Sauf qu'à la différence du béton, la construction en bois nécessite de tout calculer au millimètre près, bien en amont du chantier. « Les bénéfices du bois sont tangibles à tout point de vue : il est cinq fois plus léger que le béton et il réduit par six en moyenne le nombre de livraisons par camions », souligne Thibault Wulstecke, chef du service Travaux chez Bouygues Bâtiment Nord-Est. Bouygues n'est pas le seul grand constructeur à s'être lancé dans la construction bois, sous la pression de la demande des maîtres d'ouvrage : Vinci Construction France a créé une filiale Arbonis, tout comme Eiffage d'ailleurs.

Le marché présente beaucoup de potentiel : selon l'Observatoire national de la construction bois, le marché des bâtiments non résidentiels (tertiaires, agricoles, industriels et artisanaux) a atteint 16,8% en 2020. « Le bois n'est donc plus cantonné à la maison individuelle et gagne du terrain dans tous les segments de la construction », souligne la dernière étude datant de 2021.

Pénibilité diminuée

Sur le chantier, le bois diminue en effet la pénibilité, l'impact sonore et la poussière. Il améliore de surcroit la sécurité, les délais d'exécution et la qualité de la réalisation. « Le retour d'expérience semble montrer que la noblesse du bois valorise le travail, d'autant que le chantier bois évolue plus vite qu'un chantier béton, tout en demandant moins de port de charges lourdes. Il semble que les compagnons soient globalement beaucoup moins fatigués ».

La digitalisation d'un plan d'avancement journalier développé en interne « permet aussi de lieux maîtriser le temps d'avancement en recoupant entre le nombre d'heures théoriques et les heures effectuées, afin d'analyser et de corriger le tir éventuellement », précise François Leuliet, responsable production bois/béton/clos couvert du projet. Des QR codes donnent accès aux informations d'assemblage en temps réel. Sachant que sur un chantier comme Dalkia, cela représente 30.000 vis de 15 références différentes, hors boulonnerie...

Gain de temps et de main d'oeuvre

Du côté du temps, l'expérience montre qu'un chantier bois permet de réduire environ de 20% la durée du chantier. Pour ce qui est de la main d'oeuvre, là où le siège de Dalkia en béton aurait mobilisé 20 personnes, il ne nécessite aujourd'hui plus que 12 collaborateurs (trois en préparation, trois équipes de deux personnes pour la pose des poutres et planches, trois personnes en finition pour le vissage et l'étanchéité). Le coût revient quand même plus cher pour le constructeur « mais nous livrons les bâtiments dans des délais plus courts, reprend Thibault Wulstecke. Mécaniquement, plus nous effectuerons des constructions bois, plus nous deviendrons compétitifs ».

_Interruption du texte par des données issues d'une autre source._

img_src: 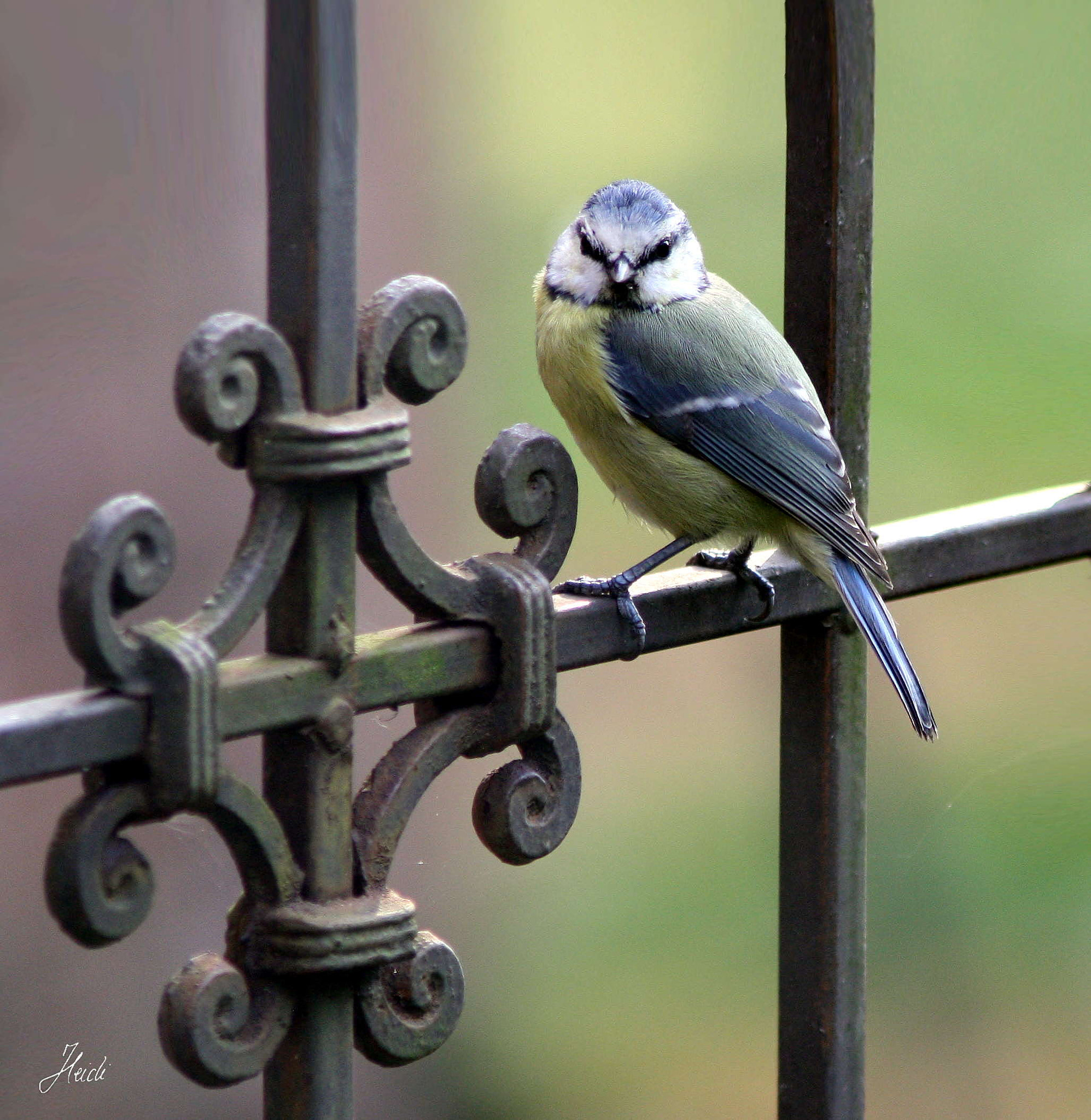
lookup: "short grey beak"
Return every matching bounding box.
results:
[606,253,636,283]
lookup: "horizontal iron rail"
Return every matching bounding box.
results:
[0,483,1091,788]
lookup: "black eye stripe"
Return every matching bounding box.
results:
[640,237,674,264]
[579,230,606,264]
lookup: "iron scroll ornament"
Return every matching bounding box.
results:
[46,277,580,1087]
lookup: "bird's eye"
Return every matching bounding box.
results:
[647,237,674,261]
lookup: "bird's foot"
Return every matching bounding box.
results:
[689,541,776,623]
[553,576,647,661]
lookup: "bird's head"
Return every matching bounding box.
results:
[546,179,708,310]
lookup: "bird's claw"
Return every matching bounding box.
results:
[553,576,647,661]
[689,547,776,623]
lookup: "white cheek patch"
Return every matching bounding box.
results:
[546,230,606,305]
[636,235,708,305]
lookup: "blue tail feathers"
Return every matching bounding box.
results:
[833,552,936,739]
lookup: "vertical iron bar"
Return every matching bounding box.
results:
[779,0,874,1120]
[264,0,356,1120]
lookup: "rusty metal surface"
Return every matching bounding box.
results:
[0,483,1091,786]
[777,0,875,1120]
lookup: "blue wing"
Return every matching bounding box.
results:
[605,281,890,585]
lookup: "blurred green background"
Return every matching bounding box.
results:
[0,0,1091,1120]
[412,0,1091,1120]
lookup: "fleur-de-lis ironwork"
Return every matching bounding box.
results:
[46,277,580,1086]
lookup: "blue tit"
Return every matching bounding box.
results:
[534,179,935,739]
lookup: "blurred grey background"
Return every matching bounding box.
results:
[0,0,1091,1120]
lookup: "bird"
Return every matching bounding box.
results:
[534,179,936,739]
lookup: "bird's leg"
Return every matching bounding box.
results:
[553,536,693,661]
[690,536,776,623]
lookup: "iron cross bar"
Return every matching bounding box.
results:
[0,483,1091,786]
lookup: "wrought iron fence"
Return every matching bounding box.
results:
[0,0,1091,1120]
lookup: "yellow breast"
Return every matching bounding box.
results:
[534,275,781,540]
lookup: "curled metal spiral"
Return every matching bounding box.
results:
[61,494,175,691]
[474,713,581,865]
[61,312,304,695]
[159,953,294,1088]
[151,775,302,1087]
[46,277,580,1086]
[355,932,466,1066]
[474,423,578,579]
[46,783,154,948]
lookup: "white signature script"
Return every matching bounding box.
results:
[38,1043,110,1093]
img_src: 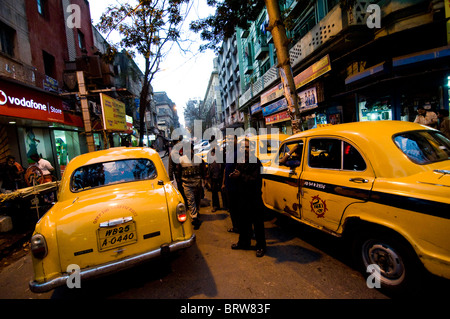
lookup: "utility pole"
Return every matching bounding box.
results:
[77,71,95,153]
[264,0,302,134]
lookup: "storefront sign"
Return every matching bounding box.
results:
[125,115,133,134]
[444,0,450,44]
[298,87,317,112]
[262,99,287,116]
[265,110,291,124]
[261,83,284,105]
[250,102,262,114]
[294,54,331,89]
[0,81,65,123]
[100,93,127,131]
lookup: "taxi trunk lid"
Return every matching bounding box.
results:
[57,181,172,270]
[417,166,450,191]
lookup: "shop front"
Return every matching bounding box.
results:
[0,79,86,186]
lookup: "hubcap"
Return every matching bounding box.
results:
[362,240,405,285]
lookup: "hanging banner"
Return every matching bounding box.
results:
[294,54,331,89]
[261,83,284,105]
[444,0,450,44]
[100,93,127,131]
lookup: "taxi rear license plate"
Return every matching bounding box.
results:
[97,221,137,251]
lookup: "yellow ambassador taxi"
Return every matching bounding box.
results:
[30,148,195,292]
[198,133,289,165]
[262,121,450,292]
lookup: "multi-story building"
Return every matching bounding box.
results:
[202,58,224,130]
[218,35,245,129]
[232,0,450,133]
[0,0,146,182]
[154,92,180,139]
[0,0,93,177]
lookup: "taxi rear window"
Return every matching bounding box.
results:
[71,158,157,192]
[393,131,450,165]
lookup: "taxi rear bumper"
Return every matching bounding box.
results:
[29,234,195,293]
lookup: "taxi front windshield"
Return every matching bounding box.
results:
[394,131,450,165]
[71,158,157,192]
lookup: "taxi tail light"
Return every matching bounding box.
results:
[30,234,48,259]
[177,203,187,223]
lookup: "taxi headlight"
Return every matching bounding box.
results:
[30,234,48,259]
[177,203,187,223]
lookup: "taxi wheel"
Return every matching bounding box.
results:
[354,233,421,295]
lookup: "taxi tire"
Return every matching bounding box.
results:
[353,231,423,297]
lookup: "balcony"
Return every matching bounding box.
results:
[255,37,269,60]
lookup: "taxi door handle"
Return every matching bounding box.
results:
[349,177,369,184]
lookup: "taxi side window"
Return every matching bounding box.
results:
[344,142,367,171]
[309,138,342,169]
[278,141,303,168]
[309,138,367,171]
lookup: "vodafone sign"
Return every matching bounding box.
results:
[0,81,65,123]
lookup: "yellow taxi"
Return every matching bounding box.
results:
[262,121,450,292]
[30,147,195,292]
[198,134,289,165]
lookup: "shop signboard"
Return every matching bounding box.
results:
[100,93,127,132]
[250,102,262,115]
[298,87,317,112]
[265,110,291,125]
[262,99,287,116]
[261,83,284,105]
[294,54,331,89]
[0,81,65,123]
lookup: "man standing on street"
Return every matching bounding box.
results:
[180,143,206,229]
[230,138,266,257]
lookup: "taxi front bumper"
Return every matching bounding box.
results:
[29,234,195,293]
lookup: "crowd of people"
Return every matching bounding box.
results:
[169,136,266,257]
[0,154,54,192]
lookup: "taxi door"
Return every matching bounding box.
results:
[263,139,304,219]
[300,137,375,231]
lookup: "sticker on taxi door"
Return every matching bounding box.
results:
[309,195,328,218]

En contrepartie, le bois nécessite de réinventer tous les schémas de construction habituels, avec une grande anticipation. « La mise en œuvre de la modélisation informatique BIM et une pré-construction se fait hors site, dans le bureau d'études et en usine : le timing est donc complètement différent de la construction béton ». Il faut compter en moyenne huit semaines de fabrication d'une partie bois, sachant que deux mois avant, il n'est plus possible de changer les plans.

Anticipation maximum

Impossible donc de commander du béton la veille pour le lendemain ou encore de bouger de quelques centimètres le positionnement d'une porte. « Les panneaux de bois sont livrés déjà préparés : les trous sont faits à l'usine. Il est possible de découper sur chantier mais c'est un travail très long et difficile et cela signifie surtout qu'il y a eu un bug quelque part. L'objectif est donc de tout bien penser en amont pour ne plus avoir qu'à agencer et à visser, là où avant on bétonnait au fur et à mesure », souligne François Leuliet, le responsable de production.

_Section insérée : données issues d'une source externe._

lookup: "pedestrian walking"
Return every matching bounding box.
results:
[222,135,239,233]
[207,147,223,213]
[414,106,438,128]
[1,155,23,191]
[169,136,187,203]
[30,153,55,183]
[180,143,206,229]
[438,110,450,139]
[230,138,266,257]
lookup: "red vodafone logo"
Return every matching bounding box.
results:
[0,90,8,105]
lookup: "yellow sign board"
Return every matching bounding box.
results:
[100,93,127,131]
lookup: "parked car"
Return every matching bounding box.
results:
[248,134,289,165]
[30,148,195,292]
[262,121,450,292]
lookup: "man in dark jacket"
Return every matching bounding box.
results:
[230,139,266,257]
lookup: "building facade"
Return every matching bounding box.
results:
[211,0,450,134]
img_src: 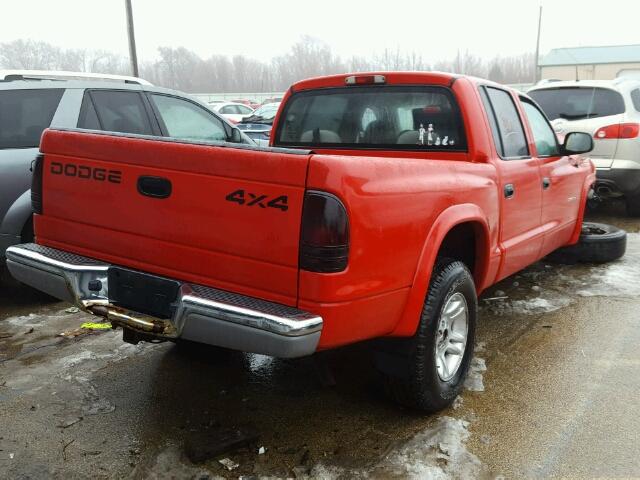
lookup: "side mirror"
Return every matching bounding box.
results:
[562,132,593,155]
[229,128,243,143]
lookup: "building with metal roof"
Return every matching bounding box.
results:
[538,44,640,80]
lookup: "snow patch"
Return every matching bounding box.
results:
[58,350,98,369]
[308,416,484,480]
[510,297,571,315]
[464,357,487,392]
[5,313,43,327]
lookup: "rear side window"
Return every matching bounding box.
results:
[151,94,227,142]
[78,90,153,135]
[631,88,640,112]
[276,86,466,151]
[521,98,560,157]
[529,87,624,120]
[481,87,529,159]
[0,88,64,149]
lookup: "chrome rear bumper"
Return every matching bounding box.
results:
[6,243,322,358]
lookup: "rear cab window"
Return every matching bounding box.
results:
[520,97,560,157]
[274,85,467,151]
[0,88,64,149]
[529,87,625,121]
[480,87,530,160]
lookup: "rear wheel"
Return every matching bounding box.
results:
[376,259,477,413]
[547,222,627,265]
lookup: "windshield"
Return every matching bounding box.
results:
[253,103,280,120]
[529,87,624,120]
[276,86,466,150]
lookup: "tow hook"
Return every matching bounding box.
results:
[86,305,176,339]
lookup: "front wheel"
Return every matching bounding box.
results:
[376,259,478,413]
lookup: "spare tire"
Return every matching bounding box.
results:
[547,222,627,265]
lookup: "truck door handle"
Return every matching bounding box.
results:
[504,183,516,198]
[138,175,171,198]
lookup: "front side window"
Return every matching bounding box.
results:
[529,87,625,120]
[522,98,560,157]
[78,90,153,135]
[151,94,227,142]
[275,86,466,151]
[0,88,64,149]
[486,87,529,159]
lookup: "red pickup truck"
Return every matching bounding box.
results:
[7,72,624,411]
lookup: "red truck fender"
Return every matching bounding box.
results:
[390,203,492,337]
[568,171,596,245]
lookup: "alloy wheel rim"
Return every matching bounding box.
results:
[435,292,469,382]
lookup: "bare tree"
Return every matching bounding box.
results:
[0,36,533,93]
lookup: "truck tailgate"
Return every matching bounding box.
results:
[35,130,309,305]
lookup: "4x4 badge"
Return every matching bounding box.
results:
[225,190,289,212]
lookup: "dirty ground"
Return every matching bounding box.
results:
[0,201,640,479]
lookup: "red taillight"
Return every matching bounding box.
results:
[300,191,349,273]
[593,123,640,140]
[344,75,387,85]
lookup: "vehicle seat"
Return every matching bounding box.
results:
[362,120,396,144]
[396,130,420,145]
[300,128,342,143]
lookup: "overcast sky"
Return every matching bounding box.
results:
[0,0,640,62]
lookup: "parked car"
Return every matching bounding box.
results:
[7,72,626,411]
[0,70,252,258]
[231,99,260,110]
[236,102,280,146]
[209,102,253,123]
[529,77,640,217]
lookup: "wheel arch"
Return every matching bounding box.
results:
[391,204,491,336]
[567,173,596,245]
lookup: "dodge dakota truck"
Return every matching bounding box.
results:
[7,72,624,412]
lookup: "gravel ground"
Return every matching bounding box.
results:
[0,200,640,479]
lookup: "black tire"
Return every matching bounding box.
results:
[547,222,627,265]
[375,258,478,413]
[625,195,640,217]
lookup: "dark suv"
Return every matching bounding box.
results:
[0,71,253,258]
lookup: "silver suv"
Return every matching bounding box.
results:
[0,71,254,258]
[527,77,640,217]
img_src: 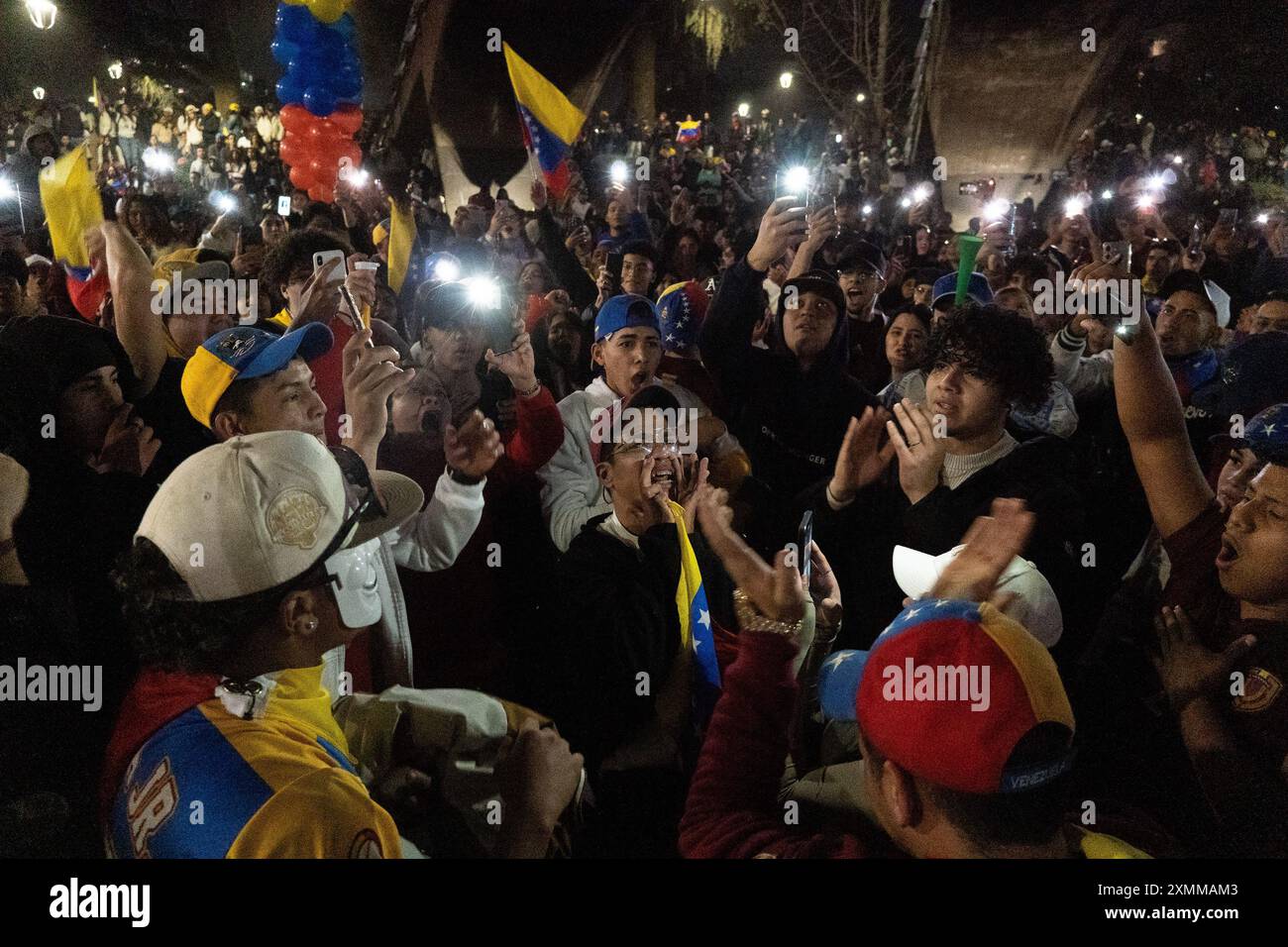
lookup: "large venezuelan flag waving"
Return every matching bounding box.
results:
[502,43,587,198]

Sans oublier tout l'aspect de formation à prévoir. Rien que pour le chantier de Dalkia, cinq compagnons et un chef de chantier ont été spécialement formés, non pas au métier de charpentier mais bien de monteur en structure bois. Ne s'improvise pas constructeur en bois qui veut ! Chez Bouygues Construction, le pôle d'excellence WeWood, c'est 30 experts, un réseau de plus de 1.000 ingénieurs et aussi un club des partenaires pour travailler avec et pour les acteurs de la filière bois (achats, industriels, institutions...) ainsi qu'une communauté d'ambassadeurs pour porter le bio-sourcé en région.

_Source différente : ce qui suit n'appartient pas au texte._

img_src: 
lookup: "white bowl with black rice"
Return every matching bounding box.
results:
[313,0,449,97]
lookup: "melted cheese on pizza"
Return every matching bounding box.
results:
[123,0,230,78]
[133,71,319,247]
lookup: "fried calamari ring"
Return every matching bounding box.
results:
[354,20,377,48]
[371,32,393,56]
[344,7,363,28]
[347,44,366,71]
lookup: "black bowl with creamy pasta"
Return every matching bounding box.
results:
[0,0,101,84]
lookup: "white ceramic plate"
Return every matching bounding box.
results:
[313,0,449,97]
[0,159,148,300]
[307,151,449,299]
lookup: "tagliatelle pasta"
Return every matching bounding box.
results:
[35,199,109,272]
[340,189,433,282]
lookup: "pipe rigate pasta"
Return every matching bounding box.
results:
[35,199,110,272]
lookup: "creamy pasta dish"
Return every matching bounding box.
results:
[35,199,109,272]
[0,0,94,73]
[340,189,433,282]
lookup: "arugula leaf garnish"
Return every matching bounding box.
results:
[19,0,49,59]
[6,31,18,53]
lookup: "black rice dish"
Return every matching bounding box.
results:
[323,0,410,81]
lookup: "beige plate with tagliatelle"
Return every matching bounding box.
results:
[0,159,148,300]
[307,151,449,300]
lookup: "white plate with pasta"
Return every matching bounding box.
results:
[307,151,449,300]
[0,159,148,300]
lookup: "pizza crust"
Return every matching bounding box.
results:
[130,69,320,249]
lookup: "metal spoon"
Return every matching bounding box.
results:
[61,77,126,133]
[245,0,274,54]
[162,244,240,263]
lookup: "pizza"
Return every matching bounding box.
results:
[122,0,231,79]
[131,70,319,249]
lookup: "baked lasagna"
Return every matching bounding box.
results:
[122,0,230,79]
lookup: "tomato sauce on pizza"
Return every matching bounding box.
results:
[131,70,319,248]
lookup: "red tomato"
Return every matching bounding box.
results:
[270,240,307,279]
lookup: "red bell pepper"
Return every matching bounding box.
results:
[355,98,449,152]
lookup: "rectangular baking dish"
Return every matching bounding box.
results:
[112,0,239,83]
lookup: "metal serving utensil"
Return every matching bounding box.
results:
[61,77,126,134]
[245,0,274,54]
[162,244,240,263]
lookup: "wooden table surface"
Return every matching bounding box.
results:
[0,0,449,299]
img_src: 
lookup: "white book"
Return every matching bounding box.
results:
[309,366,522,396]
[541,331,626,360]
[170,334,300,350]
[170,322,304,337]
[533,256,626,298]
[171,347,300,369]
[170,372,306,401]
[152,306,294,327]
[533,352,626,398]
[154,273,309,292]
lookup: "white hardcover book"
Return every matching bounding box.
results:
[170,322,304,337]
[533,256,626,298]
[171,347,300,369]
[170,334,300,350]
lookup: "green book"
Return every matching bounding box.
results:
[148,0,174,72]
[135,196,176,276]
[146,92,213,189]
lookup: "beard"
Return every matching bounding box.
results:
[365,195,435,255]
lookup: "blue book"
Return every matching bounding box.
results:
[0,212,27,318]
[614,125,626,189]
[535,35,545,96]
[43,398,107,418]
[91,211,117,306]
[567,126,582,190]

Sans oublier l'Académie du bois qui compte développer les compétences, avec un objectif national de former 500 collaborateurs en deux ans. « Par le biais des dispositifs de réinsertion sociale, il sera possible de suivre des parcours pour deux, trois, six mois, pour maîtriser le bois voire l'ossature paille mais aussi l'acier et le béton (car, pour des raisons réglementaires, les cages escaliers restent en béton et les ascenseurs en acier par exemple) ». Entre 150 et 200 compagnons seront formés au bois dans les Hauts-de-France, avec au moins une semaine en immersion sur une opération.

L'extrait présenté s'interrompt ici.